Richter follows Penn’s sustainability initiatives with skeptical rigor. He has the FY18 Penn Sustainability Annual Report on his desk, which he flips through before stopping at the section about university–related air travel. He points out that, despite constituting a decent portion of Penn’s greenhouse gas emissions, no current initiatives exist to limit its impact. “I’m not saying that air travel has to stop, but we need to recognize that air travel is a major producer of climate pollution,” he says.
Richter believes that Penn should have a climate crisis sector, with every department creating its own discipline–specific course for it. He also suggests that Penn assign the 2018 IPCC report for the Penn Reading Project. Faran is currently working with the Dean of the College to implement mandatory climate crisis education, as he believes students don’t know enough about the climate crisis beyond “polar bears and ice caps.”
Part of the issue, according to Vyshnavi, is that Penn is not an activist campus. “It’s not what our culture breeds,” she says matter–of–factly.
More specifically, Jacob believes that privilege blinds Penn students to the ways their actions impact the environment. “The people who go to this school, on the whole, have no conception of what the environment is. … That the environment is not a distant, abstract idea; it’s something that we live in, it’s something that’s degrading rapidly.” He adds, “People can separate the trash they throw away from the notion of horrible waste that they’ve heard about on the news, because they’re so high upon that pyramid. … A Iot of students here [can’t] see their actions as actions bearing weight and consequences.”
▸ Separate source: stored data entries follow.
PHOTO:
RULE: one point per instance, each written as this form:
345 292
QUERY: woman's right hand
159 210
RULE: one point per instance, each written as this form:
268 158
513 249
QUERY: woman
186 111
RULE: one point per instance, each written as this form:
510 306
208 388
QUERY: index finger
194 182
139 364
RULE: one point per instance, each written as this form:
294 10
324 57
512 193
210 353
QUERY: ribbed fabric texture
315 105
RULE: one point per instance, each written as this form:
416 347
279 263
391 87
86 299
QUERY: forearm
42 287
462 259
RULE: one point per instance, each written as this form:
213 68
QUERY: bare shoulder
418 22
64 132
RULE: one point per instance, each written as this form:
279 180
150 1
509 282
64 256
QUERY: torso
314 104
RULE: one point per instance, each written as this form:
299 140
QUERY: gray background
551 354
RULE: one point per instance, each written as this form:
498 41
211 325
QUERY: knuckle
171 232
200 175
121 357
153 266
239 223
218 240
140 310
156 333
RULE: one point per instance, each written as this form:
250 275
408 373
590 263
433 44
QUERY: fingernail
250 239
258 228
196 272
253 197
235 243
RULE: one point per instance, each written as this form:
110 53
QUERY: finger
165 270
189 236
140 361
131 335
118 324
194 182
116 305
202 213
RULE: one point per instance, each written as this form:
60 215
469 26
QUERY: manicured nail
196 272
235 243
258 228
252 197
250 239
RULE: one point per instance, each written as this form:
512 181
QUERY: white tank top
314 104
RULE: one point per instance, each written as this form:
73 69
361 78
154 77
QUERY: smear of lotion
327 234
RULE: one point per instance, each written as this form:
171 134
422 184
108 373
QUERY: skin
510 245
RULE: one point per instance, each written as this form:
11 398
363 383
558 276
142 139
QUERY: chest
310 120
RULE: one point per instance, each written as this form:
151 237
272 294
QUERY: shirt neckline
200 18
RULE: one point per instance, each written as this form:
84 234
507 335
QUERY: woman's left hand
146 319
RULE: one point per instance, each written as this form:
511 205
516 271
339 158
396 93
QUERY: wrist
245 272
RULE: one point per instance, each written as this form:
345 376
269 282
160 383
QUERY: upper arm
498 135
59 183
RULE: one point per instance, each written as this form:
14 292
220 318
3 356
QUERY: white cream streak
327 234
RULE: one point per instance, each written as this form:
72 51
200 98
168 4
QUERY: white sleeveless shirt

Garofalo wishes he had the opportunity to connect with students more often. While he enjoys working with the student Eco–Reps, there are only twenty. He often sees students littering and not recycling, even when they know better. “I always struggle with how can we get the message out in a way that reinforces the urgency that students are responsible for the environment,” he says.
Faran has similar frustrations. “There’s no reason to carry around a five dollar bottle of Fiji water. Just carry around a reusable water bottle and fill it up.”
But Jacob believes Penn students can have an impact beyond their daily actions. In fact, he thinks mobilizing students is the only way to get institutional change.
“I think that if Penn sees how strong its students are, and how big of a risk we’re willing to take to achieve what we want to achieve, they’ll capitulate.”